El enorme inventario de Getty Images, repartido entre el servicio con el mismo nombre, iStock y Unsplash, podrá aparecer eventualmente en respuestas de ChatGPT. El gigante de las imágenes editoriales y de recurso ha firmado un acuerdo con OpenAI por el que considera que contribuye a una inteligencia artificial «más útil y fiable» gracias a contenido visual de calidad y licenciado.
El aspecto clave de ese entendimiento es que se ciñe exclusivamente a las respuestas en ChatGPT y no abarca el uso de ese catálogo para entrenar las capacidades generativas audiovisuales del asistente. Es decir, Getty Images no contribuye así con sus imágenes a refinar la creación de otras que puedan hacerlas irrelevantes o innecesarias.
Esto profundiza en el giro de la posición que la compañía mantenía hasta hace poco, sobre todo en base a la demanda por uso no autorizado de imágenes contra Stability AI en enero de 2023 en Londres. Getty Images perdió la parte más importante del juicio porque no pudo probar que el entrenamiento se hubiera producido en Reino Unido, pero también porque la jueza consideró que la demandada no almacenaba ni reproducía trabajo de la demandante.
En EEUU la cuestión sí sigue adelante en forma de acción legal en el Distrito Norte de California.
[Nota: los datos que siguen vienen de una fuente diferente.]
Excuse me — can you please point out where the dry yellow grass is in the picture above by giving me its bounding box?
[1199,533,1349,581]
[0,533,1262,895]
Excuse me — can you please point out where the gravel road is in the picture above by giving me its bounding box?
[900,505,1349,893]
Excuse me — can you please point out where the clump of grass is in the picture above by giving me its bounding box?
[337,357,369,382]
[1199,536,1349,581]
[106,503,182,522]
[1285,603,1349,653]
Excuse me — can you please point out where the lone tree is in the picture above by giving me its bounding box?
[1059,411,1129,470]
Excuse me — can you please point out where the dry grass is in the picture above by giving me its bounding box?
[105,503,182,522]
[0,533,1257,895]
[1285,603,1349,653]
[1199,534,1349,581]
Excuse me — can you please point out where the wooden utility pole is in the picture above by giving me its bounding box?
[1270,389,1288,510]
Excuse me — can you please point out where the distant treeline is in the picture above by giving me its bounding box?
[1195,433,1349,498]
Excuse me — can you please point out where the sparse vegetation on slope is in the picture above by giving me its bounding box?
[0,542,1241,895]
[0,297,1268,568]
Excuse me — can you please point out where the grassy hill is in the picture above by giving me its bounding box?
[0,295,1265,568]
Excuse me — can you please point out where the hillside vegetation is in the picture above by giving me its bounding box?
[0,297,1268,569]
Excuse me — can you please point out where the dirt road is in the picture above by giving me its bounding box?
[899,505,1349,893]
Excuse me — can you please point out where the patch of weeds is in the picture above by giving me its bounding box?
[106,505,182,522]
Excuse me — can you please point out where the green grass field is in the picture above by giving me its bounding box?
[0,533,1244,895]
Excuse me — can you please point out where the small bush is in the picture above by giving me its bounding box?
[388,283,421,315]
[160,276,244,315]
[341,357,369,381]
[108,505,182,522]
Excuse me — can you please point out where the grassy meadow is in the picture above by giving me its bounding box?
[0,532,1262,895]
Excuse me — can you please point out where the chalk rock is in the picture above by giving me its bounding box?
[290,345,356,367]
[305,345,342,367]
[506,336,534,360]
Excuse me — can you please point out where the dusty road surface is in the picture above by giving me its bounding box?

De hecho, en abril la jueza Trina Thompson permitió que varias reclamaciones vinculadas a infracción de marca, falsa designación de origen, dilución de marca y competencia desleal siguieran adelante tras un intento de Stability AI de tumbarlas.
Ante esa situación dual, Getty Images ya cambió de estrategia en octubre al firmar un acuerdo plurianual con Perplexity para que su asistente pueda responder con imágenes de su archivo a preguntas de los usuarios. Ese movimiento tiene continuidad ahora con OpenAI, a la que abre un inventario generado por casi 600.000 creadores y cerca de 360 socios de contenido, con cobertura de unos 160.000 eventos anuales.
Eso ofrece a ChatGPT la capacidad de dar respuesta visual a consultas de actualidad, pero también cuestiones más antiguas en base a uno de los catálogos más grandes de imágenes que se conservan. Y a su vez eso abre a al gigante de la fotografía la posibilidad de monetizarlo mejor, si bien no han trascendido los términos del acuerdo ni la estructura de pagos asociada.
El gigante de la fotografía adopta a la vez una posición ofensiva y defensiva para monetizar contenido sin contribuir al declive de su modelo.
El impacto de la inteligencia artificial generativa sobre el negocio clásico de Getty Images explica por otro lado su fusión con Shutterstock anunciada en enero del año pasado. El objetivo de esa operación era crear un coloso global de contenido visual de todo tipo, en el que también tenía protagonismo la tecnología de la que ambos protagonistas intentaban protegerse.
Ese movimiento no ha encontrado oposición en EEUU, cuyo Departamento de Justicia dio su visto bueno en febrero, pero sí en Reino Unido. Allí la autoridad de competencia y mercados (CMA) ha impuesto la condición de que Shutterstock se desprenda de su negocio editorial global para evitar que la oferta se reduzca para medios y redunde en aumento de precios.